Preferential uptake of the non steroid anti-inflammatory drug diclofenac into inflamed tissues after a single oral dose in rats
1 Translational Sciences, Nonclinical PK/PD, Novartis Institutes for Biomedical Research, Novartis Pharma, Basel, Switzerland
2 Department of Preclinical Development, Novartis Consumer Health, Rte Etraz, Nyon, Switzerland
BMC Pharmacology 2009, 9:5 doi:10.1186/1471-2210-9-5Published: 16 March 2009
Diclofenac is a nonsteroidal anti-inflammatory drug which is available as prescription (RX) and over-the-counter (OTC) medication for the systemic and topical treatment of painful and inflammatory conditions such as arthritis and back pain. This study was undertaken to investigate the distribution and retention of diclofenac and/or its metabolites in inflamed tissues, using the carrageenan-induced inflammation model and quantitative whole body autoradiography in rats.

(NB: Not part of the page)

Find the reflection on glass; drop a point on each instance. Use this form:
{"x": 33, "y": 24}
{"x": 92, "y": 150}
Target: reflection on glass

[14C]diclofenac sodium was administrated as a single 2 mg/kg oral dose 1 h after injection of carrageenan into one front and one hind footpads and subcutaneously into the dorsum of the neck of rats. A control animal received saline injections. Three carrageenan-treated rats and one control rat were sacrificed at 1, 4, 8, and 24 h after [14C]diclofenac sodium administration (total of 4 rats/time point). The carcasses were immediately snap-frozen and prepared for cryosectioning. Lengthwise whole-body sections (40 μm thick), including all major tissues, were obtained from different levels across the body. The tissue concentrations of total radiolabeled components were determined using quantitative autoradioluminography.
The radioactivity patterns demonstrated that diclofenac and/or its metabolites preferentially distributed into the inflamed tissues. In unharmed tissues the distribution was similar in control and treated animals. The exposure, based on the areas under the tissue concentration versus time (AUC0-tlast), was 26 and 53 fold higher in the inflamed neck and inflamed footpads of treated animals than in control rats; the exposures in unharmed tissues were similar in the treated and control rats, and the AUC0-tlast was 17 fold higher in the inflamed paws than in the non inflamed footpads of the carrageenan-treated rats. The higher exposure in the inflamed tissues may be explained partly to the fact that the elimination of total radiolabeled components from inflamed tissues (t1/2 = 6 h) appeared lower than from the corresponding unharmed tissues (t1/2 = 2 h).
This animal study demonstrated that diclofenac and/or its metabolites were rapidly and preferentially taken up and retained in inflamed tissues. Although there were theoretical considerations that mildly acidic NSAID may show some preferential distribution in inflamed tissues there was no clear experimental proof for diclofenac until the present study.